Limitations of the Study

In the design of a sustainable bio-manufacturing facility, capital cost is directly proportional to the productivity in the bioreactors, which impacts significantly on achieving favorable techno-economics. Although this work is the first to demonstrate the stable and continuous bio-manufacture of chemicals from CO2 using C. necator as a carbon-efficient cell factory, productivity in gas fermentation will be limited by O2 transfer constraints in light of H2 flammability. Therefore, process intensification toward higher O2 mass transfer remains an important continued area of research. Although this study demonstrated stable and continuous gas fermentation experimentally, the integration of gas fermentation with scH2O gasification was verified through process simulation. Notably, process simulators, such as Aspen HYSYS, provide for rigorous simulation that enables effective process design. Although this study is the first to demonstrate the use of process engineering to overcome the techno-economic hurdle associated with the energy inefficiency of biological CO2 fixation, this work will benefit from the future demonstration of this integrated, continuous process at large laboratory scale.

Resource Availability

Lead Contact

Further information and requests for resources and reagents should be directed to and will be fulfilled by the Lead Contact, Rajesh Reddy Bommareddy (rajesh.bommareddy@nottingham.ac.uk).

Materials Availability

Materials generated in this study are available from the Lead Contact under Material Transfer Agreement (MTA).

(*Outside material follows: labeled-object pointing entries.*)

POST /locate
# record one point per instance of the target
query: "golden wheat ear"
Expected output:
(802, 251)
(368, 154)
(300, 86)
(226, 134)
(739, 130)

Data and Code Availability

The ScrumPy package of metabolic modeling tools (build OMICS_20,375) was used for all systems biology simulations (Poolman, 2006). Aspen HYSYS V11 (build 37.0.0.395) from Aspen Technologies, Inc. was used for all process simulations in this study. Experimental sensor and analytical data from shake flask and continuous fermentation experiments (please see Transparent Methods section) were processed in Microsoft Excel 2016. Graphical representations of the processed data were produced using MATLAB R2019b (9.7.0) version 19.0 from Mathworks, Incorporated. Data and code generated in this study are available from the Lead Contact under MTA.

Methods

All methods can be found in the accompanying Transparent Methods supplemental file.